Synchronizing a table based on a flat files is one of the more common tasks when dealing with databases. It should be a straight forward task to delete removed records, update changed records and insert new records but I often encounter horrible ways of achieving this goal.
I recently came across an implementation using a DTS package with a data-driven task in SQL Server 2000. For each line in the file it would launch several queries to detect if it was a new, updated or unchanged record (all glued together with VBScript) and then launch the appropriate query to update the database.
Searching a bit on the internet I came across this simple solution. The best way of doing this fast and reliably is by using the JOIN and LEFT JOIN clauses in your UPDATE, INSERT and DELETE commands to determine the status of the record. I would like to show my implementation of slightly more complicated requirements.
First start by bulk inserting your data file into a staging table that has no constraints or indexes. This is the fastest way to get your data into the database.
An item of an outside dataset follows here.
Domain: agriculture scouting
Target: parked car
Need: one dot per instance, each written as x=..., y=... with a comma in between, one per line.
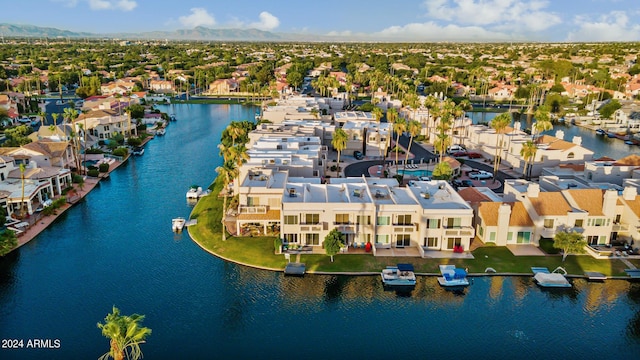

For the synchronisation queries (see below), you might want to consider using transactions if there is a risk of data corruption. You could also gain some speed by disabling the indexes while running the insert query.
In the following examples I will try to synchronize the accounts table using the tmp_accounts table as the staging table.
Deleting removed rows
DELETE accounts FROM accounts acc LEFT JOIN tmp_accounts tmp ON acc.category = tmp.category AND acc.code = tmp.code WHERE acc.code IS NULL OR acc.category IS NULL
Fields code and category together uniquely define an account.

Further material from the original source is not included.